Moreover, the secondary characters are all highly grey, with murky motivations, continually shifting loyalties, willing to do the worst to further their aims. And, with varying factions within factions, the reader’s emotions will roller-coaster as they change sides too, uncertain of who truly to root for in terms of who deserves to ultimately emerge victorious, as Akhtar pulls us along like puppets on a string, through a bloody trail of deceit, siege, and primeval gods.
As with Gunmetal Gods, Akhtar is on the top of his game in terms of the mind-boggling world building, in Conqueror’s Blood. He makes me want to take a stroll through the streets of Alanya, soaking in the poetry in Laughter Square, eat a bowl of tamarind sherbet, and inhale all the spices. The world is so layered, beautifully textured, replete with different customs, cultures, faiths, languages, attire, idiosyncrasies, literature, and everything else that makes it feel completely real.
We get so many amazing and interesting themes in this novel, but again, the heart of it is religion and faith. We see and hear more of the gods, and the main one who dominates the last quarter of the book is about as despicable as they come. The scarier thing is that he might not be the MOST despicable of what IS coming.
And we see mortals (and sort-of-mortals) completely not only at the mercy of the capricious gods’ ambitions, but also paralyzed by their own faith, their prejudices against the faiths of others, and driven to terrible, inhumane acts by zealotry. The end always seems to justify the means, in the mind’s of the faithful, and by the time there is any real kind of self-reflection, and examining of what one is willing to do for one’s gods, and if those gods are worth all the horror, it’s usually far too late.
Akhtar may have created an intellectual, sophisticated world where poetry is appreciated, even revered, but I find much of his writing to be poetry itself. I keep finding myself re-reading passages, for the beauty of the words. I attach one of my favourites below:
“Did she want me to say sorry? Sorry I destroyed your life…I wished I’d never done it, but I couldn’t hold that remorse. True remorse requires repentance, and true repentance requires justice, and if I were to face justice, then who would protect my son?”
The magic in the books is eerie. Blood magic, where everyone’s blood has a different value.
“And worse…it can only be written with saint’s blood, angel’s blood, or god’s blood. Three of the rarest flavors.”
Zedra uses blood as the engine for her powers, and it is truly chilling to behold. But besides the blood magic aspect, it is the gods in the book that really make things fascinating. The epic climax, when some of them come calling, is completely breathtaking.

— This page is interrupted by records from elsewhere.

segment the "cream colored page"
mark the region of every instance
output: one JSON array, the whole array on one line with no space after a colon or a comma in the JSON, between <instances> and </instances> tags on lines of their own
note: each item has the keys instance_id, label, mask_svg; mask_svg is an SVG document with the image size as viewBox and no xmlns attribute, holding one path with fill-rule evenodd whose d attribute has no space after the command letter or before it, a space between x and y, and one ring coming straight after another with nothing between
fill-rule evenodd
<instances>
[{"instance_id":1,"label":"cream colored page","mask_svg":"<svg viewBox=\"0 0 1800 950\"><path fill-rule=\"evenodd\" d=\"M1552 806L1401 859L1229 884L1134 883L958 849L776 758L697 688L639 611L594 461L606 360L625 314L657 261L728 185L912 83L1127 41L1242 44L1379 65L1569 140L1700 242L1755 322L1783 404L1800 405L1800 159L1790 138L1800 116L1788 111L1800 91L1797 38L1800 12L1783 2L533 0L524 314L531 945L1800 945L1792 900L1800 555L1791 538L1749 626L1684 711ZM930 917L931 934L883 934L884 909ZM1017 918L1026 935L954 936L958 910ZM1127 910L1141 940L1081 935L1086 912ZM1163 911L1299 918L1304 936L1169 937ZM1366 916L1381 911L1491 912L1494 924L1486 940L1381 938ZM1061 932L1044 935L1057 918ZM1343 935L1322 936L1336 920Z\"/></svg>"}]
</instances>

This book leaves a lot of futures in question, a lot of character arcs incomplete, and the reader begging for more.
Conqueror’s Blood is an extremely dark book, violent, haunting, beautifully written, and simply marvelous. Far better than five stars, and there is no way I will ever miss out on reading everything Akhtar writes. I have no idea where he is taking me next, but I’m going definitely going along for the ride. It promises to be wild!